Es, en realidad, una respuesta más mediática que de política pública que reclama más tiempo que el alcanzado por el daño incubado. Donde todos salven a las partes, que los individuos sobrevivan bien en una sociedad consumida por la violencia y sus antivalores. Y, es que frecuentemente no se alcanza a entender el daño ya provocado. Que es necesario un antídoto del tamaño del cáncer inoculado en las últimas décadas. La familia nuclear lo favorece con un disfraz o una camisa ad hoc; las iglesias le hablan al parecer a sordos, a gente ensimismada en su cotidianidad; las instituciones educativas no salvan con el conocimiento esas vidas al borde del precipicio y los políticos generalmente no tienen ninguna credibilidad.
El cáncer contracultural está en estado de metástasis. Culiacán está muy enferma como me lo dijo una tarde un amigo periodista culichi. Lo vimos simplemente en las ausencias de la marcha Culiacán Valiente y lo vemos ahora en esos niños ataviados de sicarios. Dos estampas contrastantes o complementarias según se quiera ver. Es un termómetro de los humores públicos. No puede ser en tono civilizatorio, que convoque varias veces más un partido de beisbol de los Tomateros o de futbol los Dorados, que una demostración para hacer saber que la ciudad está viva y actuante frente a sus enemigos.
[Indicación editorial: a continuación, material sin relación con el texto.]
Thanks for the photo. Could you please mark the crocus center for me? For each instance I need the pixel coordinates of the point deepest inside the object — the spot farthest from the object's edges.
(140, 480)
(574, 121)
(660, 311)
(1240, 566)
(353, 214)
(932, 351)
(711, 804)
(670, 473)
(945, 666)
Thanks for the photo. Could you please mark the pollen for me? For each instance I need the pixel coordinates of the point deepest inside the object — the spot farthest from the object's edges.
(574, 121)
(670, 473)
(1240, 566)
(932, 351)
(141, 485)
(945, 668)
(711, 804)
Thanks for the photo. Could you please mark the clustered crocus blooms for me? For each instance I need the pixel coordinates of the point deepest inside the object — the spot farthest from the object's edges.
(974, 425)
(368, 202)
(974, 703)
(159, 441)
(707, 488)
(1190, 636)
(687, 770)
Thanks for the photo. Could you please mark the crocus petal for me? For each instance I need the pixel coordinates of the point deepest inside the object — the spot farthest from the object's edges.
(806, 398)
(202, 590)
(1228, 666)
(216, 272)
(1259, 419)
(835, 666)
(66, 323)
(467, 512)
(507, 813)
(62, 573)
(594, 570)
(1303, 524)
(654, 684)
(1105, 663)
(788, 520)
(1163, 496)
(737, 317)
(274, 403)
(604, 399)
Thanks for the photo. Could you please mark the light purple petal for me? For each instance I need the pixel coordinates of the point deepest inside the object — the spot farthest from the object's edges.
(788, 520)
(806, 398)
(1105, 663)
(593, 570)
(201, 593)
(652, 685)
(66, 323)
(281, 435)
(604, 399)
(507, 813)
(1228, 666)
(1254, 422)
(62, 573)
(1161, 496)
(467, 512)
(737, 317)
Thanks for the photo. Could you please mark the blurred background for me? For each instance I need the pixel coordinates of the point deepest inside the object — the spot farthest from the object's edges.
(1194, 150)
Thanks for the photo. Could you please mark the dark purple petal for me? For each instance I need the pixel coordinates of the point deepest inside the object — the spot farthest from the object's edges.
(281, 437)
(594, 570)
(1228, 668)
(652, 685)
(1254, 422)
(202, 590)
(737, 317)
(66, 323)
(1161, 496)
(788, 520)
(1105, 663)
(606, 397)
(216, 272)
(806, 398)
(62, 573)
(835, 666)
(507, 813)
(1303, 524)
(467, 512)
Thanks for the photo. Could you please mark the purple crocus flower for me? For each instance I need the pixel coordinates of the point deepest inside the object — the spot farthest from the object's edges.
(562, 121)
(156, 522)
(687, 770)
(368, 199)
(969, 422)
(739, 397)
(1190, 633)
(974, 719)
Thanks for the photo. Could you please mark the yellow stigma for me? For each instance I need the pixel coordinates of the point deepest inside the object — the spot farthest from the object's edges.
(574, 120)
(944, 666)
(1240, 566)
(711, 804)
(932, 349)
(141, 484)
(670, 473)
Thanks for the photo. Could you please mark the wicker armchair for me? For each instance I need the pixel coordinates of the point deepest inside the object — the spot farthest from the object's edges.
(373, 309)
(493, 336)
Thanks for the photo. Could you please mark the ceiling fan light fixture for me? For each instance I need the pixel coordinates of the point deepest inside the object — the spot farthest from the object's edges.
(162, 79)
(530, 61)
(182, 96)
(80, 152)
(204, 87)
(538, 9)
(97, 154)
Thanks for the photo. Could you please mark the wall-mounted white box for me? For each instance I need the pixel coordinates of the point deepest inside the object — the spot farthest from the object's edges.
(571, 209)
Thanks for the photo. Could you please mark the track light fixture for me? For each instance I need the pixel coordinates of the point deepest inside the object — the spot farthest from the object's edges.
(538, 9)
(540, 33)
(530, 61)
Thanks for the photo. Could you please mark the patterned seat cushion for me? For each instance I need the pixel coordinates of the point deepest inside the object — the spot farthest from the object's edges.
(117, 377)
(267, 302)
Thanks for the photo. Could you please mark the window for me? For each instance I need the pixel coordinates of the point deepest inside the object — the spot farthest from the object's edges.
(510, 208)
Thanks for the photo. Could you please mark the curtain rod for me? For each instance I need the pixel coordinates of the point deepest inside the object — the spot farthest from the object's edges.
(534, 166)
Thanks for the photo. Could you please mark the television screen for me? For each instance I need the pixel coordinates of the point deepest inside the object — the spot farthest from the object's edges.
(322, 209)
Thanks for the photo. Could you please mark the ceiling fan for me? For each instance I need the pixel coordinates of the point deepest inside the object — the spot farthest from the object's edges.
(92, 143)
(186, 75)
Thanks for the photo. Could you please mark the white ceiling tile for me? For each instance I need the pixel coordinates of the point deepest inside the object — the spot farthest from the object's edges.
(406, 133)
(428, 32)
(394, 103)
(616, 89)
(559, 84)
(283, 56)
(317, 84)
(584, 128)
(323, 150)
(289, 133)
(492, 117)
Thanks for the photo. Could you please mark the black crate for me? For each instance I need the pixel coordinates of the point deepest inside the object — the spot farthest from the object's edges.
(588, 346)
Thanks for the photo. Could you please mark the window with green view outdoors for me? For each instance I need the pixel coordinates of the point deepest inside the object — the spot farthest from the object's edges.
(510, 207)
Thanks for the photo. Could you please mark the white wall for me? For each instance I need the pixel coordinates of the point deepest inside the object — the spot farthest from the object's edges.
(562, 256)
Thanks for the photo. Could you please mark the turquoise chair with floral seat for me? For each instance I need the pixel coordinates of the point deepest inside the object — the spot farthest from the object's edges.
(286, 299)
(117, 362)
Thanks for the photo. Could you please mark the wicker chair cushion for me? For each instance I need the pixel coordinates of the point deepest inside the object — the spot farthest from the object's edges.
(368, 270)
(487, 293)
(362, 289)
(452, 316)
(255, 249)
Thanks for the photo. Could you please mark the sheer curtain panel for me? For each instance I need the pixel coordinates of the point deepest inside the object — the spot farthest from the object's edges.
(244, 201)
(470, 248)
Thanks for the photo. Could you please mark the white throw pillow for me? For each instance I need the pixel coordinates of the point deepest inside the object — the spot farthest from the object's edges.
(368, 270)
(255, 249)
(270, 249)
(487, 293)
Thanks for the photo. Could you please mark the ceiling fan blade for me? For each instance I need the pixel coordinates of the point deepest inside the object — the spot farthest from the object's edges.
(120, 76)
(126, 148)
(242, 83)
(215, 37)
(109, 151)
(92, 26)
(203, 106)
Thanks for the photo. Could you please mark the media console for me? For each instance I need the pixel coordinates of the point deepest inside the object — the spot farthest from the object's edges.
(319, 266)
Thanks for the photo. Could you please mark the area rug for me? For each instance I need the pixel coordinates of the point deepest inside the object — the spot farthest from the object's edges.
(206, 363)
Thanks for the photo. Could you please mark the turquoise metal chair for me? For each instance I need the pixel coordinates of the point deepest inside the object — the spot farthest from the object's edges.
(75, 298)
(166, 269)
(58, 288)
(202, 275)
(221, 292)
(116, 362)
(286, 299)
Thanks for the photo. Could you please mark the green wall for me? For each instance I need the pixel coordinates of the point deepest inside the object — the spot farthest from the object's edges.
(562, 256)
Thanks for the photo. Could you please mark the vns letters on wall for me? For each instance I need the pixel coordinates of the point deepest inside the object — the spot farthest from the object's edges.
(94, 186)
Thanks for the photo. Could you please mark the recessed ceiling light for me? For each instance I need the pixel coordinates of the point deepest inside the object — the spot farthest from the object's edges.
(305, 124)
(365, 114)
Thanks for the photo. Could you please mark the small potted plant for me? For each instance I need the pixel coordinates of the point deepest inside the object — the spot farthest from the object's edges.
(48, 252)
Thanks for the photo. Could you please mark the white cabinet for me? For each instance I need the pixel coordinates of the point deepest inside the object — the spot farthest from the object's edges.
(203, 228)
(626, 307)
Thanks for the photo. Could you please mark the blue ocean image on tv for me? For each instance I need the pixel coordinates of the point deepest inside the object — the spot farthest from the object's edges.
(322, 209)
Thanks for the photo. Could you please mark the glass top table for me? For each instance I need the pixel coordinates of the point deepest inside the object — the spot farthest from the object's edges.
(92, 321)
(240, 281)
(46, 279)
La batalla se ve perdida al menos en el mediano plazo y como sociedad está indemne como si fuera de nadie o mejor dicho de ellos. Es una sociedad que se acomoda, aunque en privado, suavecito, cada uno diga lo contrario. Que le apuesta a la civilidad. A la vida comunitaria y a la no violencia.
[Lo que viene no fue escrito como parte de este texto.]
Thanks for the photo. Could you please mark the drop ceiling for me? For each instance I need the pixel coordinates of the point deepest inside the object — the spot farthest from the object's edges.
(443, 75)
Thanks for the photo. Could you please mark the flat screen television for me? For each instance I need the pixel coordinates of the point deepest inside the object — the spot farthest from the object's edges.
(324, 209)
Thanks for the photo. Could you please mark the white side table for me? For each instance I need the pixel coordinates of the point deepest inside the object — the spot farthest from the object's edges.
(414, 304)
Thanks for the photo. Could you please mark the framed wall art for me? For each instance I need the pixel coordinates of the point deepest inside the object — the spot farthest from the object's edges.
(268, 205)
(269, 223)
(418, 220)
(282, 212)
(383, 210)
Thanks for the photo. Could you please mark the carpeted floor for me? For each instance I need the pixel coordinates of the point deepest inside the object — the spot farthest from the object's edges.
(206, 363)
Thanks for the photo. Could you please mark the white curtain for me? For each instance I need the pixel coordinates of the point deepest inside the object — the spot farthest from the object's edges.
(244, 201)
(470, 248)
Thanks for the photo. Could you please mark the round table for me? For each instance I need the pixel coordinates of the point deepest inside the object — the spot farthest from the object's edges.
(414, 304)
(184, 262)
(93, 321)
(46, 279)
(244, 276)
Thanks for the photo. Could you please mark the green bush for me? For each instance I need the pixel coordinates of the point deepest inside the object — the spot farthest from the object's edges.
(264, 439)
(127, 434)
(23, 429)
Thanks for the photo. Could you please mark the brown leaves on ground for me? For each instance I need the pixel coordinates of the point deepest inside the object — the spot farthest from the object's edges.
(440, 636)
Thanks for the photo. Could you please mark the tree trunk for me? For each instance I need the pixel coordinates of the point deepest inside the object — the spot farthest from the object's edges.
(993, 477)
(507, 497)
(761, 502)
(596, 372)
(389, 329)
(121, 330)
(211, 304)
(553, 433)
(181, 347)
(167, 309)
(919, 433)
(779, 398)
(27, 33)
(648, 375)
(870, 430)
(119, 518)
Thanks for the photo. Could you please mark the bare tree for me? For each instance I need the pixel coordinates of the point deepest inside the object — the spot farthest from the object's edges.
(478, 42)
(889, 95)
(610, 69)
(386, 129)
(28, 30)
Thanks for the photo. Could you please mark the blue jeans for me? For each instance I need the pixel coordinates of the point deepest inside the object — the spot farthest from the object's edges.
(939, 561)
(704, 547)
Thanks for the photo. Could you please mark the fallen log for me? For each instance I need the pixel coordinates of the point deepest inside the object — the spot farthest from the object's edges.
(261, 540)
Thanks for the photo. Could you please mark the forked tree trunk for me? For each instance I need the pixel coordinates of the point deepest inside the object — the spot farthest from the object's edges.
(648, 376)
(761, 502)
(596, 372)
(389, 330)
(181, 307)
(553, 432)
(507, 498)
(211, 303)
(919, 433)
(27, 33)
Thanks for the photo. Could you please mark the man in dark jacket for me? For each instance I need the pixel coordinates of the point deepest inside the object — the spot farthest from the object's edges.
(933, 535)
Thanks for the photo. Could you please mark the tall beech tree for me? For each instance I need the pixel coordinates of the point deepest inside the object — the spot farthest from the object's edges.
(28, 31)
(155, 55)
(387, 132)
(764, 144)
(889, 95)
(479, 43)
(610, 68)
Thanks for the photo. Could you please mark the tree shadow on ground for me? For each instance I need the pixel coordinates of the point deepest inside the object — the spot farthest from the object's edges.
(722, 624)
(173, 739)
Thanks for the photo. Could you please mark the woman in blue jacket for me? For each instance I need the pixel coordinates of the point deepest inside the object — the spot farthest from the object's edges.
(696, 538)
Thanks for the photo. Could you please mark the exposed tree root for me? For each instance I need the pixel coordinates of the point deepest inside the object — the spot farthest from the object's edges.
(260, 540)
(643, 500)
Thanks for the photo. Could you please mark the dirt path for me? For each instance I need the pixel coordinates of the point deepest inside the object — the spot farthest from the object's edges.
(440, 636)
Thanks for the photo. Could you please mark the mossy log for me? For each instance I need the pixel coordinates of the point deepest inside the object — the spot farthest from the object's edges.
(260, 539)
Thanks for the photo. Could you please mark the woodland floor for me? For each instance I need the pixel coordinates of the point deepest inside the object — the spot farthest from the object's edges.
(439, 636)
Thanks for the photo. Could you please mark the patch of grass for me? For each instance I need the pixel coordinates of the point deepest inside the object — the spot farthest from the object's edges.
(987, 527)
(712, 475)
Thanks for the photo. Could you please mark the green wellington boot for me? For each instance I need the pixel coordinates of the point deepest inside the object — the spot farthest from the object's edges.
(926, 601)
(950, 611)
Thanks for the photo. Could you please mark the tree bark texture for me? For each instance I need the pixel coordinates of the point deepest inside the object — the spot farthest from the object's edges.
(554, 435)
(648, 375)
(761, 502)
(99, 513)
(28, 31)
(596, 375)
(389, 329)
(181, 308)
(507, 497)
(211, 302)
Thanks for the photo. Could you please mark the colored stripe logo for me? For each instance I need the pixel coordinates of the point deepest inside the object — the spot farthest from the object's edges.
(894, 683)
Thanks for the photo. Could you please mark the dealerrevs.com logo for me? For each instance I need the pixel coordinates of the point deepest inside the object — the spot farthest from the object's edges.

Y en esa lógica, son admirables, aquellos ciudadanos que salen a la calle con sus consignas reivindicativas, para hacer valer unos valores mínimos de convivencia pública, de rechazo a los volátiles humores criminales, a lo que la hace inviable para un proyecto de convivencia colectiva, pero, igual, resulta inexplicable que, en medio de la provocación, haya personas que exalten los personajes y la estética del terror, como una forma de aceptación, de complicidad tácita, con lo prohibido.
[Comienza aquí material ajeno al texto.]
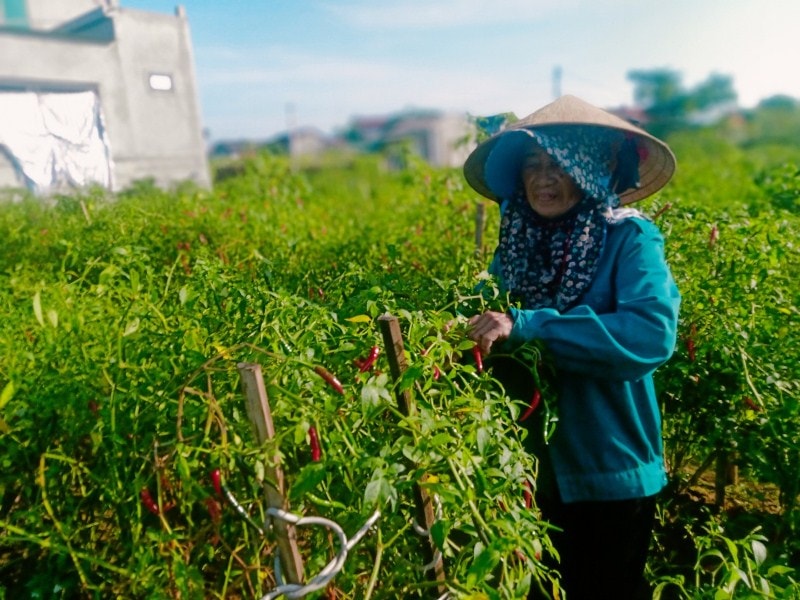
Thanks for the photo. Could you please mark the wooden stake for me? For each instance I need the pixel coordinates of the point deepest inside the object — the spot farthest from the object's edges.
(260, 416)
(480, 222)
(425, 514)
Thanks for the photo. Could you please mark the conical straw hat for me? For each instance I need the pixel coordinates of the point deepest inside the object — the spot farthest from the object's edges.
(656, 160)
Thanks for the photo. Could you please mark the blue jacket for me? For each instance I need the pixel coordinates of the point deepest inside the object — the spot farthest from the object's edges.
(607, 444)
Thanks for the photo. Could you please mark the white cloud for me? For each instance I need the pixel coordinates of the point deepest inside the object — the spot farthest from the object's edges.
(445, 13)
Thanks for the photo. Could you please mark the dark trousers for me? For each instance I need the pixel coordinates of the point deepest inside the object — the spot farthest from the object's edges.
(603, 547)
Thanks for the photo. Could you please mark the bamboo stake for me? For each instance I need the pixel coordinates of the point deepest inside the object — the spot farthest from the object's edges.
(480, 225)
(425, 515)
(260, 416)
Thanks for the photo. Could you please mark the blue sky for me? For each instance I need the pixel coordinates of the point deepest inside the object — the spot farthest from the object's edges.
(265, 65)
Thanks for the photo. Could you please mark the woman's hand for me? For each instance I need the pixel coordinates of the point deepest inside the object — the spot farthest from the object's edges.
(488, 328)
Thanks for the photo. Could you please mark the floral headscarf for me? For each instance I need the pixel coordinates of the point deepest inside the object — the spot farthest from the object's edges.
(549, 263)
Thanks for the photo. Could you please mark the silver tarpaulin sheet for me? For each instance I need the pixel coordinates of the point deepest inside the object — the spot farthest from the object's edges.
(55, 140)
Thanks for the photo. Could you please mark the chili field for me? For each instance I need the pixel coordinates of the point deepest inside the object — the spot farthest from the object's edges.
(122, 412)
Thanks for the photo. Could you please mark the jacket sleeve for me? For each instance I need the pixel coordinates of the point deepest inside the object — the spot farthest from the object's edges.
(635, 336)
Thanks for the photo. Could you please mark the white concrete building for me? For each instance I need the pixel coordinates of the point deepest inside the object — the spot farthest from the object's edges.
(91, 92)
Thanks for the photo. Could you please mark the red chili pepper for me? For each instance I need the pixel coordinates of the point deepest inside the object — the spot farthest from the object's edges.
(329, 378)
(216, 481)
(713, 236)
(316, 451)
(476, 352)
(148, 501)
(751, 404)
(537, 397)
(370, 360)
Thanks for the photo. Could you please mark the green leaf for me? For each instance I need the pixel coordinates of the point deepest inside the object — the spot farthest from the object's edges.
(37, 308)
(439, 533)
(759, 551)
(132, 327)
(309, 477)
(7, 394)
(360, 319)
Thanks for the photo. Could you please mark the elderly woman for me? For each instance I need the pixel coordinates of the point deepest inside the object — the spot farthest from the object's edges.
(589, 280)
En definitiva, la imagen de esas criaturas envueltas en ropajes de los personajes de un cómic o la encarnación de la infancia a través de una onomatopeya sería la reivindicación de lo que estamos perdiendo al perder la ternura y naturaleza, es el lado oscuro de una historia que nunca debió suceder en nuestro singular proceso de modernización.